1. Accuracy: GDB obtained the best MSE scores with a small set of features.
2. Speed: GLM is the fastest (41s for the full set of features), although we half the error in GBM trained for 329s for the reduced set (it surpasses the accuracy of GLM after 61s with 10 trees). DRF is the slowest of the bunch with 16min for the reduced set of 8 features.
2. Generalization: although no algorithm overfitted very much (about %5 score worsening in the validation set for GBM and DRF, 0.3% for GLM) DRF had the worst stability behaviour.
3. Potential improvements:
 - Test more hyperparameter tuning: in this basic training I haven't searched for better accuracy values, nor for much regularization (in fact this should be considered once a real model is done, with more data, as the results may vary)
   + we could use a selection criteria (Mutual Information, for example) to do a preselection of promising features: we should not base our feature selection on the variable importance of a trained regressor given one go on the whole set (how would we solve for co-linearity, for example?)
   + we could use feature extraction/reduction techniques (such as PCA), although the models may become more difficult to explain
   + we can use other approaches to feature selection (as testing for incremental inclusion, etc)
   + everything subjected to the requirements of the project (maybe $0.50 RMSE is good enough)
 - Spatio-temporal strategies: we have seen that the model predicts tip_amount given the rest of the data, but we are interested in having trips to charge in the first place, so as we saw on the data exploration phase we need to know where and when we have to be in order to pick a passenger.
 
## Turning into an API

Let's consider that we choose GBM for our solution.

We have to distinguish two different phases when taking this kind of systems to production. 

* One is the creation of the models, which has to be updated, maybe including more data, maybe assessing the validity of the model as time goes by (for example, it could be done only on a given time window so the samples are the most up-to-date), so in some way the creation of the model should be automatised, and include more data than there is now.

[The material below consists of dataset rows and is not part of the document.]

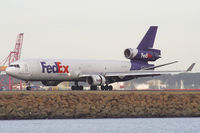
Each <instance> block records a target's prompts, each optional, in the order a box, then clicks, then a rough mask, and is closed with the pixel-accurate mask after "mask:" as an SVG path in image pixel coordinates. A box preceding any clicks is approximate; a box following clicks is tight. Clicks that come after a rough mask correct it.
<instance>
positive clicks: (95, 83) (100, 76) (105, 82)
mask: <svg viewBox="0 0 200 133" xmlns="http://www.w3.org/2000/svg"><path fill="white" fill-rule="evenodd" d="M87 83H88V84H89V85H95V86H96V85H104V84H105V83H106V78H105V77H104V76H102V75H92V76H90V77H88V78H87Z"/></svg>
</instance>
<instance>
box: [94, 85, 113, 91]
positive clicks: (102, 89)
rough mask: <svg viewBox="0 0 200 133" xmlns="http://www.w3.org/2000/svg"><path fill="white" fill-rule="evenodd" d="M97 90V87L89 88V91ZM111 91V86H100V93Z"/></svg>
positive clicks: (111, 86)
mask: <svg viewBox="0 0 200 133" xmlns="http://www.w3.org/2000/svg"><path fill="white" fill-rule="evenodd" d="M97 89H98V87H97V86H93V85H91V86H90V90H97ZM112 89H113V87H112V85H105V86H104V85H102V86H101V90H102V91H104V90H109V91H111V90H112Z"/></svg>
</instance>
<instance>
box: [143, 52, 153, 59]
mask: <svg viewBox="0 0 200 133" xmlns="http://www.w3.org/2000/svg"><path fill="white" fill-rule="evenodd" d="M141 58H145V59H150V58H152V55H151V54H149V53H146V54H144V53H141Z"/></svg>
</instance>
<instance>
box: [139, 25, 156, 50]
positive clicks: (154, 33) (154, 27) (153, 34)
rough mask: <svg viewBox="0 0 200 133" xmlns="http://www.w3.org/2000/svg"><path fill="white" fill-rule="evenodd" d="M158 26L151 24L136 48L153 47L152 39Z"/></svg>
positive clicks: (146, 49)
mask: <svg viewBox="0 0 200 133" xmlns="http://www.w3.org/2000/svg"><path fill="white" fill-rule="evenodd" d="M157 29H158V26H151V27H150V28H149V30H148V31H147V33H146V34H145V36H144V37H143V39H142V41H141V42H140V44H139V45H138V47H137V49H140V50H148V49H151V48H153V44H154V40H155V37H156V32H157Z"/></svg>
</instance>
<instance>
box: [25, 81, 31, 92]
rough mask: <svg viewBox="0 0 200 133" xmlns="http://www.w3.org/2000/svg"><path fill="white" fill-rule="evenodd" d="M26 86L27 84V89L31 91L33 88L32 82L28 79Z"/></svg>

Fortunately, for GBM there are parallel implementations that allow the processing of huge quantities of samples, also available on cloud solutions, so the training seems plausible even for lots of data. For instance, XGBoost.

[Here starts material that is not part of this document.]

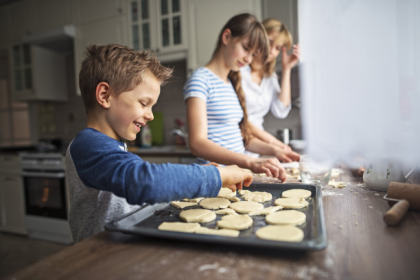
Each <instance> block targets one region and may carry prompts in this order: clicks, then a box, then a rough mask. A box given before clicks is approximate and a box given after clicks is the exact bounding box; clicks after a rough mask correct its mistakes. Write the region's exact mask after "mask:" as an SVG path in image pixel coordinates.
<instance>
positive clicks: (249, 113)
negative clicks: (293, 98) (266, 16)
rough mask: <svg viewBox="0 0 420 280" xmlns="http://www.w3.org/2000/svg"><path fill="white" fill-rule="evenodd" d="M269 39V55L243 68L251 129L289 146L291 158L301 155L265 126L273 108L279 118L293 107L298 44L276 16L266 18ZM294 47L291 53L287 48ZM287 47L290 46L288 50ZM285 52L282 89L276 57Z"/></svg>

* The other is taking the model and turn it into a service. In this case many different options may appear. Once an backend interface has been selected (Rest, graphQL, propietary...) and how it is going to be serviced (usage, clients, authorization, licensing, etc), the deployment of the model should not be difficult to do.
 - The model and the resources needed to run it are orders of magnitude smaller compared to the training phase: it is just a set of decision trees, so the execution is fast. In fact many implementations may provide, for instance, a small Python code snippet to implement the decision logic. H2O provides a Java implementation and a MOJO deployable package (one is provided for the selected regressor). The only caveat is that any transformation used to create features must be cloned once we want to exploit the model for a given new sample.
 - The interface definition does not need to be complex, as long as the data sample to use for prediction can be handled (which any modern data API can do nowadays).
 - As for this simple case the model does not need either history of the data and all calls can be considered independent, in case of high load the balancing is easy as no session needs to be kept.
 - And if some application needs to be working over a service like this, most frontend frameworks support natively the access to this kind of interfaces (for instance, Rest interfaces from Angular). Maybe it can be a good idea to still provide the full data available and not just the features we have selected. We don't know if we are going to change the model in the future, and changing an interface once an enviroment has been established can be more expensive than sending a few more bytes per request.